The Digital Earth Watch (DEW) environmental monitoring project is a citizen science initiative funded by NASA to create opportunities for informal and formal science educators and the community-at-large to collaborate by sharing digital photographs from Picture Post sites. A key message in DEW is that although plants are dynamic and respond continuously to their environment, they do so either on a time-scale that most people don’t notice or with a subtlety our senses can’t detect. Activities are aimed at involving citizens in local environmental monitoring by 1) taking digital photographs at a designated Picture Post site in a consistent, sequential order, 2) uploading the digital photographs to the Picture Post website, 3) examining the digital photographs using the image analysis tools on the Picture Post website, 4) continuing to take photos on a regular basis, and 5) sharing digital photographic records with community organizations dedicated to environmental monitoring and use. A Picture Post is simply an octagon placed in the center of a flat surface and secured to a post anchored in the ground or onto a building. The edges of the octagon allow positioning of the camera so the complete landscape may be photographed in less than a minute.
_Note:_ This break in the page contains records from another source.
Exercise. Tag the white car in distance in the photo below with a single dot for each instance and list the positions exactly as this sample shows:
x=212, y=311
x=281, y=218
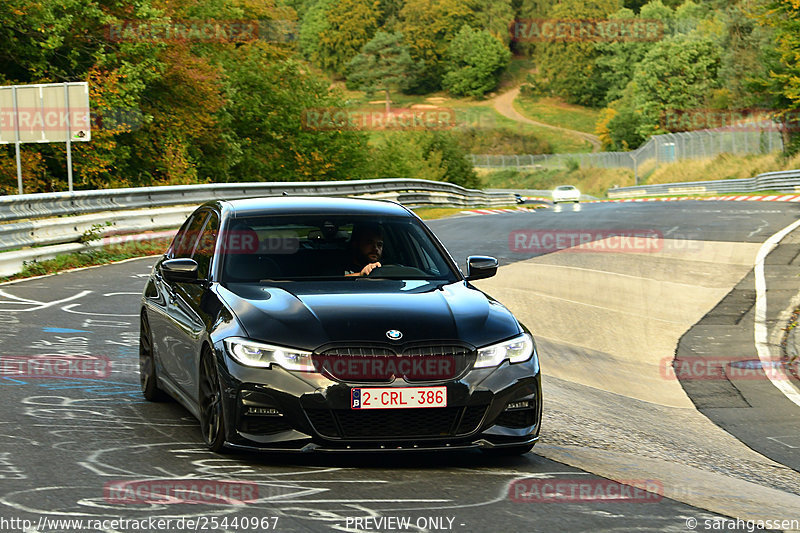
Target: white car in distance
x=566, y=193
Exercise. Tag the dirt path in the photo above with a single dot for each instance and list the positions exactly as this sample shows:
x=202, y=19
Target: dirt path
x=503, y=103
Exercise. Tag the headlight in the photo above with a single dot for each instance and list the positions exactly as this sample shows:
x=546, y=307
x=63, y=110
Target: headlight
x=250, y=353
x=517, y=350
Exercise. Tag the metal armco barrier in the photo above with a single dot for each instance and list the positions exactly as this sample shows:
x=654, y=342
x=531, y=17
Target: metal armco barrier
x=25, y=206
x=783, y=181
x=58, y=222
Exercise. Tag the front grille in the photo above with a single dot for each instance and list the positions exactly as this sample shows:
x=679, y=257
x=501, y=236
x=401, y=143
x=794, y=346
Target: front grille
x=323, y=422
x=518, y=418
x=263, y=425
x=382, y=364
x=430, y=422
x=396, y=423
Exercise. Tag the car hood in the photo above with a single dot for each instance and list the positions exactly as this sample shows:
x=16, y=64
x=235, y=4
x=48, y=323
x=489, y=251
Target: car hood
x=308, y=315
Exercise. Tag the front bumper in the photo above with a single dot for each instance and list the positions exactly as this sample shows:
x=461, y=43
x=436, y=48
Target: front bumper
x=274, y=409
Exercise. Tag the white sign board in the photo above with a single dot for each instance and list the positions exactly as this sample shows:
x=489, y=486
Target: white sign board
x=43, y=113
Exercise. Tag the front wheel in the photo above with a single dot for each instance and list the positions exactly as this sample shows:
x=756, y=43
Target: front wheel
x=212, y=417
x=148, y=377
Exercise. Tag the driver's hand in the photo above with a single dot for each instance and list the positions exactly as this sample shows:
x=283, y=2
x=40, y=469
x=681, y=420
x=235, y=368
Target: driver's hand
x=369, y=268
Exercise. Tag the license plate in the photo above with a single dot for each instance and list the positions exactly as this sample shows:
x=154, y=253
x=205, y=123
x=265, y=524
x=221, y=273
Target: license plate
x=398, y=397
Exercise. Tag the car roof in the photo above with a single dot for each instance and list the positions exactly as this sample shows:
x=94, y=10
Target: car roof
x=305, y=205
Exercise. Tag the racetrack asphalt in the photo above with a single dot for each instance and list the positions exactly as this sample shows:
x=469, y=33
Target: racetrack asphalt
x=63, y=440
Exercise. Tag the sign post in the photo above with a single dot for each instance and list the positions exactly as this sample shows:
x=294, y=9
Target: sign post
x=44, y=113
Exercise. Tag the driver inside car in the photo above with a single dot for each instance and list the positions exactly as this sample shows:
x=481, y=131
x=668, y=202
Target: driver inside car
x=366, y=249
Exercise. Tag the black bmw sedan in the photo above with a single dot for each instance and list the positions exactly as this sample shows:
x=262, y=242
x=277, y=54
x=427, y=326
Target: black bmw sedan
x=297, y=323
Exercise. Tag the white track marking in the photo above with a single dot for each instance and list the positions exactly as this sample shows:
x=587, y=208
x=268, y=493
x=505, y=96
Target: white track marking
x=782, y=382
x=36, y=305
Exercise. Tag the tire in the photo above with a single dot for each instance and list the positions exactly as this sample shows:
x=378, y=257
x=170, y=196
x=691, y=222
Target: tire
x=212, y=416
x=148, y=377
x=508, y=451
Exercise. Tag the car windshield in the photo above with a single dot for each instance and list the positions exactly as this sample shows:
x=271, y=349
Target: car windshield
x=337, y=247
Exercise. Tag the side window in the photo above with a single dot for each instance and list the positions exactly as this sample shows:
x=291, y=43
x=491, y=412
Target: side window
x=205, y=246
x=184, y=241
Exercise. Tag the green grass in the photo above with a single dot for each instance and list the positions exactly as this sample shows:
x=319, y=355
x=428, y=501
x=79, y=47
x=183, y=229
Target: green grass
x=91, y=257
x=557, y=113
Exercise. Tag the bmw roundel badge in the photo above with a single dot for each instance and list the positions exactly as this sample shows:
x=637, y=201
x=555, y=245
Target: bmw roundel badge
x=394, y=334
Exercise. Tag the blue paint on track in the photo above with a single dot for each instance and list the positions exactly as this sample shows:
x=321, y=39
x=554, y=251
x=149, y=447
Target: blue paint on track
x=64, y=330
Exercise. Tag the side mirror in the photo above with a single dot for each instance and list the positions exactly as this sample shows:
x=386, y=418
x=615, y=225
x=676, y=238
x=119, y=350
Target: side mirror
x=480, y=267
x=179, y=270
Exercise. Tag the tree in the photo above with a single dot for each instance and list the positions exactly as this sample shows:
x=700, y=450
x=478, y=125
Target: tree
x=313, y=25
x=383, y=64
x=428, y=26
x=677, y=73
x=349, y=25
x=268, y=101
x=569, y=68
x=781, y=87
x=423, y=155
x=618, y=60
x=495, y=17
x=475, y=60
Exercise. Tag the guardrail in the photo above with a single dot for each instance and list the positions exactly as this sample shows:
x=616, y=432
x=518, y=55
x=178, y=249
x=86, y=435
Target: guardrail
x=783, y=181
x=408, y=192
x=58, y=222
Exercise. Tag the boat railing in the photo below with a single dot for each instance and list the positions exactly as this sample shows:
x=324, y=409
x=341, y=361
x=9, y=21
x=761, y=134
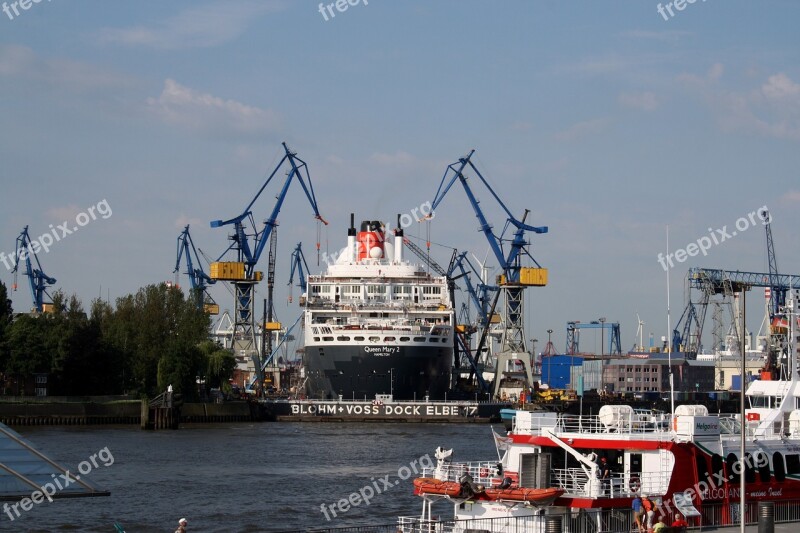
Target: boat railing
x=577, y=483
x=413, y=524
x=486, y=473
x=631, y=424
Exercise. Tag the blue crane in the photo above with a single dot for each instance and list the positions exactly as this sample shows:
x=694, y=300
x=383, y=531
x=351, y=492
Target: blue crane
x=515, y=277
x=573, y=336
x=777, y=294
x=198, y=279
x=39, y=281
x=249, y=246
x=299, y=264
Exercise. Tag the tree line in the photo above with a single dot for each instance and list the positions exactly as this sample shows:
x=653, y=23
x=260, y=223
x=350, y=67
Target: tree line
x=141, y=345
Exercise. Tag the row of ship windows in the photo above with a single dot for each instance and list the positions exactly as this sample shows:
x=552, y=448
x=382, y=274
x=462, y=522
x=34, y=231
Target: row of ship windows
x=782, y=465
x=375, y=289
x=359, y=338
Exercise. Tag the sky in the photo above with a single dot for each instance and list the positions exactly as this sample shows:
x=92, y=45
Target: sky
x=609, y=121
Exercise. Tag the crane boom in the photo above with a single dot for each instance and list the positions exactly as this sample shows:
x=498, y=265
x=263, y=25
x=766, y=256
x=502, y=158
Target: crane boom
x=39, y=281
x=300, y=266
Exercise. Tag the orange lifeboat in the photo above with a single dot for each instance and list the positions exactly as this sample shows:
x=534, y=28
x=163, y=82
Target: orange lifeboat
x=534, y=496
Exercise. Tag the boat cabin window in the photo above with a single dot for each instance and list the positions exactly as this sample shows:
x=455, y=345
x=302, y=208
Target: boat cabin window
x=733, y=468
x=778, y=467
x=716, y=466
x=749, y=469
x=762, y=463
x=792, y=464
x=759, y=401
x=702, y=467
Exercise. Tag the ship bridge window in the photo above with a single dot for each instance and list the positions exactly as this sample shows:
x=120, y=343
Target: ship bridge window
x=759, y=401
x=779, y=467
x=702, y=467
x=792, y=464
x=733, y=468
x=716, y=466
x=762, y=463
x=749, y=470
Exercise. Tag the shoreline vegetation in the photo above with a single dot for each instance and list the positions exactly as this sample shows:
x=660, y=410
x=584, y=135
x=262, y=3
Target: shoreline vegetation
x=135, y=348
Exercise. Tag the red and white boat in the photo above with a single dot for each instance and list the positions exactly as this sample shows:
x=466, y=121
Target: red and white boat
x=688, y=462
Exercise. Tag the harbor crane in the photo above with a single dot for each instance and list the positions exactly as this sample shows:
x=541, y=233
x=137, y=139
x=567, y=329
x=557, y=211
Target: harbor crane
x=300, y=266
x=514, y=278
x=39, y=281
x=248, y=247
x=198, y=279
x=462, y=344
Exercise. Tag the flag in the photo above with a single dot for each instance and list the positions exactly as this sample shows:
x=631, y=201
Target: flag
x=501, y=442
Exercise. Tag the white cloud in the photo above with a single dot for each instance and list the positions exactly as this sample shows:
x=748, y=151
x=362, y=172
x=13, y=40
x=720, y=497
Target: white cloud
x=184, y=220
x=192, y=109
x=646, y=101
x=198, y=27
x=581, y=129
x=23, y=63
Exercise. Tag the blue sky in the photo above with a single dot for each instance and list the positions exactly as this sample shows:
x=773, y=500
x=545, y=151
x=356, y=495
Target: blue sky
x=607, y=121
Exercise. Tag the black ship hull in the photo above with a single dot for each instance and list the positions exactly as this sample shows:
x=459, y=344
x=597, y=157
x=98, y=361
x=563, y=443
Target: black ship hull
x=361, y=372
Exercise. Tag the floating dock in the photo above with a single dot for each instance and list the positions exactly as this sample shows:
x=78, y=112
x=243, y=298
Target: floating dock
x=282, y=410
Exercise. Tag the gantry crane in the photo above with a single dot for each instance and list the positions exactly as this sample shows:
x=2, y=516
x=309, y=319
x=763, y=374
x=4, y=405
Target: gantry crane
x=300, y=266
x=39, y=281
x=198, y=279
x=248, y=248
x=514, y=277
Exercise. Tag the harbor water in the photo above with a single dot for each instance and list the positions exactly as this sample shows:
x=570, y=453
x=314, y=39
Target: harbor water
x=245, y=476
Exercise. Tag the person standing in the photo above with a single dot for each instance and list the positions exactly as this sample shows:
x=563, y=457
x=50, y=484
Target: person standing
x=605, y=476
x=638, y=513
x=649, y=510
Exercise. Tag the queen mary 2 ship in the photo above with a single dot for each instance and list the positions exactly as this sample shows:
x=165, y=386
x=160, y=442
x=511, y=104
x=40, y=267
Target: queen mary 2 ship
x=375, y=324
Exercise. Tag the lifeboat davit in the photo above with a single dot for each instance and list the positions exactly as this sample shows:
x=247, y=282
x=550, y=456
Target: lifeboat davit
x=430, y=485
x=453, y=489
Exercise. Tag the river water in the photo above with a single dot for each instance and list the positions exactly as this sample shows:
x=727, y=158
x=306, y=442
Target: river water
x=242, y=476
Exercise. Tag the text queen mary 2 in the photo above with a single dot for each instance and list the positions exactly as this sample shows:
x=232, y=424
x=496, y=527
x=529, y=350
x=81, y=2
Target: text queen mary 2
x=376, y=324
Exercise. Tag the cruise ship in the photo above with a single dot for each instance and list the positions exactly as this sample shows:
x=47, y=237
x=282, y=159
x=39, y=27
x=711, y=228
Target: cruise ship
x=376, y=326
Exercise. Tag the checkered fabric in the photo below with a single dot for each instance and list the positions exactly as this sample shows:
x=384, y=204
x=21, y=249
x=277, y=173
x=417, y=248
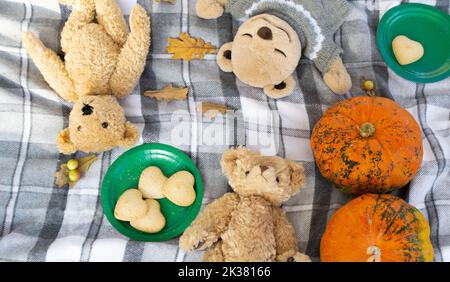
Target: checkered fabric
x=39, y=222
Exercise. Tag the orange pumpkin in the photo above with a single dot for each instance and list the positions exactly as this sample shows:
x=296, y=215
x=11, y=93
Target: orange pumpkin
x=377, y=228
x=367, y=145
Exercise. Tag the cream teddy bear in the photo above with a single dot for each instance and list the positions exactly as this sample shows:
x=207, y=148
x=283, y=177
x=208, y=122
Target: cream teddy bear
x=102, y=62
x=275, y=33
x=249, y=225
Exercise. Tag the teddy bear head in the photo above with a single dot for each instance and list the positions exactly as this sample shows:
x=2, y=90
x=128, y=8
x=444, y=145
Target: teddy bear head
x=265, y=52
x=273, y=178
x=97, y=124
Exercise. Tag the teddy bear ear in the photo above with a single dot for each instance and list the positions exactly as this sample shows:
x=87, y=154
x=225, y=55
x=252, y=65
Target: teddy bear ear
x=130, y=137
x=224, y=57
x=239, y=158
x=64, y=143
x=297, y=176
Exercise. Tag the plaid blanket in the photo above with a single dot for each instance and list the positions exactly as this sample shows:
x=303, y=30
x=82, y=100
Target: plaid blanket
x=39, y=222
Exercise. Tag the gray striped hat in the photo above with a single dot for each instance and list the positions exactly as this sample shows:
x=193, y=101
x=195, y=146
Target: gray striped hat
x=315, y=22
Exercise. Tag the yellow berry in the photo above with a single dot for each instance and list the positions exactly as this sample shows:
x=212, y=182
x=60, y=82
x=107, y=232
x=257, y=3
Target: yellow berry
x=74, y=175
x=368, y=85
x=72, y=164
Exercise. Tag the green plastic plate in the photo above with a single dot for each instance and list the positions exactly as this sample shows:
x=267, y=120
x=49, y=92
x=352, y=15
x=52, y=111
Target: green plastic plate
x=124, y=174
x=422, y=23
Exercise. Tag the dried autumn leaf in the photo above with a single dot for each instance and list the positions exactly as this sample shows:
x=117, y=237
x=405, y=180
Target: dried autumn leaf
x=188, y=48
x=61, y=177
x=211, y=110
x=168, y=93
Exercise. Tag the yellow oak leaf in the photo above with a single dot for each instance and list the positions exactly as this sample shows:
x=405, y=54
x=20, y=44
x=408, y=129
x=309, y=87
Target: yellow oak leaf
x=188, y=48
x=168, y=93
x=211, y=110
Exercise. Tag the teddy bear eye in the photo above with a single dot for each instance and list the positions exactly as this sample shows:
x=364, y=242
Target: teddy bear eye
x=87, y=110
x=281, y=52
x=227, y=54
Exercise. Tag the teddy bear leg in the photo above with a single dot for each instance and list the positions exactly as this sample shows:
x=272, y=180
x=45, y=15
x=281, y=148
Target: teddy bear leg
x=210, y=9
x=110, y=17
x=133, y=55
x=51, y=66
x=210, y=224
x=286, y=240
x=337, y=78
x=83, y=13
x=214, y=253
x=285, y=88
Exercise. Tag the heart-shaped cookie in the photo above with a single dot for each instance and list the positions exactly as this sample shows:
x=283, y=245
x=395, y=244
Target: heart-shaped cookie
x=153, y=221
x=151, y=182
x=406, y=50
x=130, y=206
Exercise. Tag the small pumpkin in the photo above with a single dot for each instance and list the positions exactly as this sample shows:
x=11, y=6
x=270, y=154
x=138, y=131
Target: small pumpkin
x=377, y=228
x=367, y=145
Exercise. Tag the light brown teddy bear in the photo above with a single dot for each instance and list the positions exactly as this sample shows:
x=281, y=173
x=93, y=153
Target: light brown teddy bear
x=249, y=225
x=102, y=62
x=97, y=123
x=269, y=44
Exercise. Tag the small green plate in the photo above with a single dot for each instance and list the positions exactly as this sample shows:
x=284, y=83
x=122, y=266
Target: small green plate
x=124, y=174
x=422, y=23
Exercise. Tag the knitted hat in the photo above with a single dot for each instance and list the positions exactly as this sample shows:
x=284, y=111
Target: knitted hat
x=313, y=20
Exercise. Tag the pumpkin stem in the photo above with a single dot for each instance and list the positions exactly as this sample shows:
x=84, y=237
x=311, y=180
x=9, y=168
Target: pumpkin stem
x=367, y=130
x=375, y=253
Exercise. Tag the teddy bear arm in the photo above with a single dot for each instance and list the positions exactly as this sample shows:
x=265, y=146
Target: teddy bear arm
x=110, y=17
x=132, y=57
x=51, y=66
x=210, y=224
x=83, y=13
x=285, y=238
x=210, y=9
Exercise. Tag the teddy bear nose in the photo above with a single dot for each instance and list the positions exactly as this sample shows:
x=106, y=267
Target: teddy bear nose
x=265, y=33
x=87, y=109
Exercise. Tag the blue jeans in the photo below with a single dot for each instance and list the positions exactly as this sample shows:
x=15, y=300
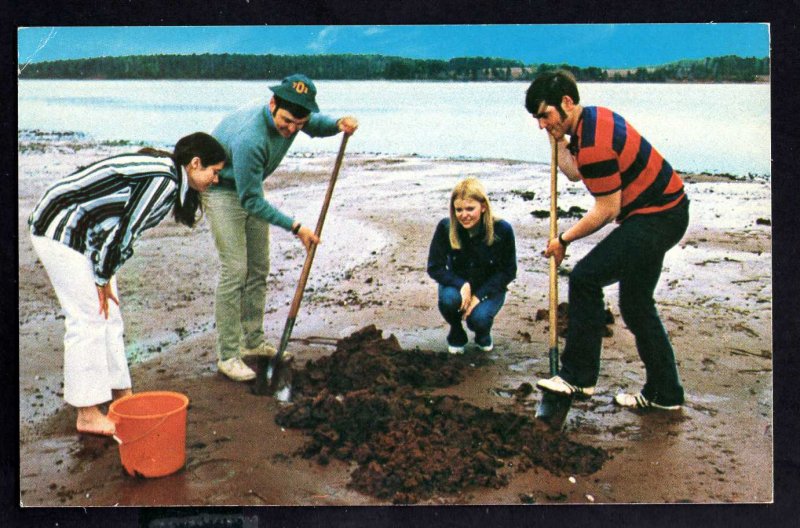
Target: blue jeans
x=242, y=242
x=479, y=321
x=633, y=255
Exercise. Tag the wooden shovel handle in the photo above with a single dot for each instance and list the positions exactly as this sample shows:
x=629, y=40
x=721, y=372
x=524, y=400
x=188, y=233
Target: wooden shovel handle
x=301, y=285
x=553, y=265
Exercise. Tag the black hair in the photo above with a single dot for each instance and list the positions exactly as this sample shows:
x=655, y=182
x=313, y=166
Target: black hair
x=296, y=110
x=210, y=152
x=550, y=88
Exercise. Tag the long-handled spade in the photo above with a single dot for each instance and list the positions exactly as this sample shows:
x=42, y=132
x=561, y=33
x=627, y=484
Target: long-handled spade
x=553, y=408
x=274, y=376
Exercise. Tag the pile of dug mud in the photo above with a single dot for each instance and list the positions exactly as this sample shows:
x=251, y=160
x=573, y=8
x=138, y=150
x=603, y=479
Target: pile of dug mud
x=368, y=402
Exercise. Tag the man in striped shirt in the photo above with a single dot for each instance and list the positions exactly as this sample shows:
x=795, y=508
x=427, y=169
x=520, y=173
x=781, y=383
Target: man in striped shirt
x=635, y=186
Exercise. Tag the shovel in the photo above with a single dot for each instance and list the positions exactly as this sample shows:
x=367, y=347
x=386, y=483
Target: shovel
x=273, y=375
x=553, y=408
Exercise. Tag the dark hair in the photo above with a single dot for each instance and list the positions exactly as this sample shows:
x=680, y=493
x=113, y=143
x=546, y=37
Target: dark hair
x=551, y=87
x=296, y=110
x=210, y=152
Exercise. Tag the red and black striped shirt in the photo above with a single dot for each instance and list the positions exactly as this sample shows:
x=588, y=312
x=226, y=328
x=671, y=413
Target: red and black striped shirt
x=612, y=156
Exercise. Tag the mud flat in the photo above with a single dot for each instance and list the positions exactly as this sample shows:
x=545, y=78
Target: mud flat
x=715, y=298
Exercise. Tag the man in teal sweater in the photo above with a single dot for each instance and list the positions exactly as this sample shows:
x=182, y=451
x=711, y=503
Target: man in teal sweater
x=256, y=139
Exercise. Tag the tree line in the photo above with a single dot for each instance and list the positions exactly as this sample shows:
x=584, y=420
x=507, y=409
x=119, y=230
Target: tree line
x=379, y=67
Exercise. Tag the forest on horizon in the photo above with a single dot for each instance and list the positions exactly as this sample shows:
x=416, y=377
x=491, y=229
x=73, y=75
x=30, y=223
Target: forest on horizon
x=729, y=68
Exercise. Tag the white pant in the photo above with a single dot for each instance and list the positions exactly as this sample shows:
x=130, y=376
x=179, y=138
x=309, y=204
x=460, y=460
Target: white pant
x=94, y=352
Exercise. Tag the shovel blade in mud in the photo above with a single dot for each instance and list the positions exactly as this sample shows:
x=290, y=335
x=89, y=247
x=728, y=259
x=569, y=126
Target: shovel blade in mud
x=553, y=410
x=261, y=385
x=280, y=380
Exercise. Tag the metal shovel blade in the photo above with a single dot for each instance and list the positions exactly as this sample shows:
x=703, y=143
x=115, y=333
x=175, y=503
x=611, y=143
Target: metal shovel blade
x=553, y=410
x=280, y=379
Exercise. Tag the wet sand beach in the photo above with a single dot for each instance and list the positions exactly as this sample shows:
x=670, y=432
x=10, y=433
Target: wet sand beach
x=715, y=299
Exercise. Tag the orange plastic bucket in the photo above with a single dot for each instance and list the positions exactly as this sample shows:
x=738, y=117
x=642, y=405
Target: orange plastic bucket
x=151, y=432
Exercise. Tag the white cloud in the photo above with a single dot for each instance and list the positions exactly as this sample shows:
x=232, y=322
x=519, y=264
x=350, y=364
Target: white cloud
x=324, y=39
x=373, y=30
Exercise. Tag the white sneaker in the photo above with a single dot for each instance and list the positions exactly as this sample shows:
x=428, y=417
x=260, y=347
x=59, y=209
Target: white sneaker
x=455, y=350
x=235, y=369
x=557, y=385
x=637, y=401
x=263, y=349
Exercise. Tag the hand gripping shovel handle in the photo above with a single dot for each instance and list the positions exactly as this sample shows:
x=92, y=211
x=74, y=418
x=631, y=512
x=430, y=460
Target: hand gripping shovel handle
x=276, y=374
x=553, y=408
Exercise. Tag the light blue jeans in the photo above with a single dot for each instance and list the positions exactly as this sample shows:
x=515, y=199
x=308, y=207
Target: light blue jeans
x=242, y=242
x=479, y=321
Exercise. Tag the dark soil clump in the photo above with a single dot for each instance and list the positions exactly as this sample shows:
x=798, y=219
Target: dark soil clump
x=366, y=403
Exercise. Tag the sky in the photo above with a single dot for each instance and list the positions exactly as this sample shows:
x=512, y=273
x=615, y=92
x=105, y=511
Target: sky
x=602, y=45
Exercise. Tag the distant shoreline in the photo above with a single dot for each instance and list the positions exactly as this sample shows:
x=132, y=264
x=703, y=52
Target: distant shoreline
x=349, y=67
x=32, y=140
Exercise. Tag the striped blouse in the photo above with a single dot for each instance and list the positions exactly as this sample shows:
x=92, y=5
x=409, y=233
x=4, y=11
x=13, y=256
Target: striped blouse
x=613, y=156
x=100, y=210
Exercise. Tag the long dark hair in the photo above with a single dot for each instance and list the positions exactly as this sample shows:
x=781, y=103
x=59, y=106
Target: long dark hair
x=210, y=152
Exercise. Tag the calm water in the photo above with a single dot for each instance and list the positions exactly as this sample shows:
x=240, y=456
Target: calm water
x=697, y=127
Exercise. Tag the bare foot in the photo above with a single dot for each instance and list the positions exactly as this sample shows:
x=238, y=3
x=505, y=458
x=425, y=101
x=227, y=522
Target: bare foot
x=120, y=393
x=92, y=421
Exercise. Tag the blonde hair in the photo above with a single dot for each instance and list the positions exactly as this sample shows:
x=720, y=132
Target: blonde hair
x=471, y=189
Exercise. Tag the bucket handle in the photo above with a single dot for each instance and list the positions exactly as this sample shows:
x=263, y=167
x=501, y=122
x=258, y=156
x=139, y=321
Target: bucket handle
x=146, y=433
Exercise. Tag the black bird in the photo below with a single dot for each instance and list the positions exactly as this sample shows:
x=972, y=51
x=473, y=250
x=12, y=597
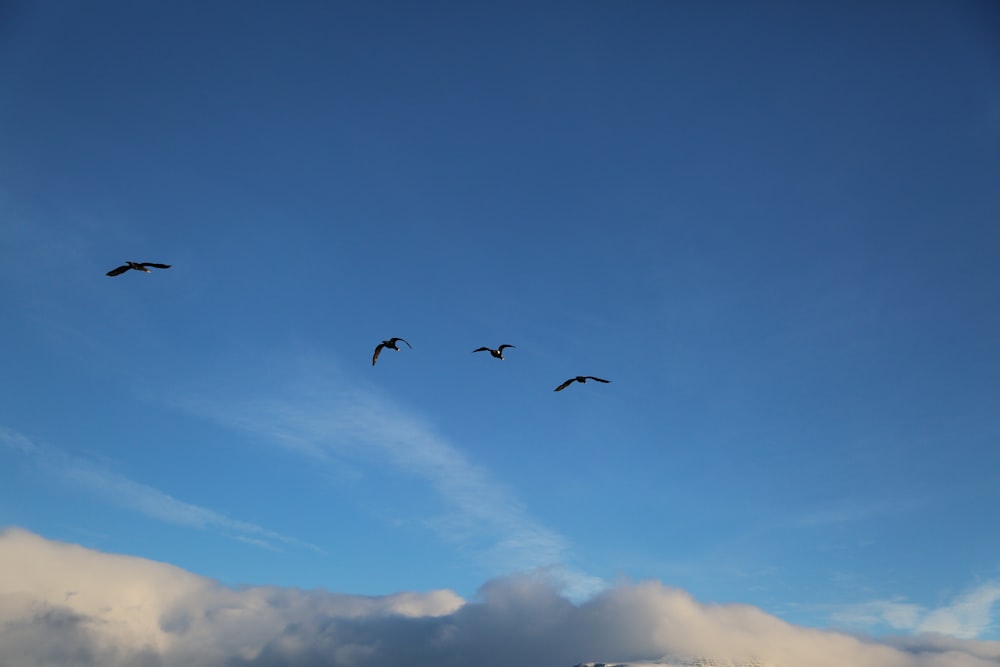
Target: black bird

Since the Picture Post program began, posts have been set up to monitor trails, forests, water, wetlands, shoreline mitigation, and schoolyards.

Results/Conclusions

Recently, digital cameras have largely been overtaken in popularity by smart phones. Many more people are likely to be out walking with their smart phone than with their digital camera. This has opened up a whole new concept of Picture Post as a mobile device. A new DEW android app takes advantage of smart phone technologies for location (GPS of the current location and a Google Map of all and nearby picture posts), networking (automatic picture uploads and downloads), and for creating the capability to not only take repeat photographs (using reference pictures as a guide) but to set up “virtual” picture posts (using the accelerometer and compass) that do not require a permanent structure. This presentation will demonstrate putting these capabilities together into the DEW mobile app.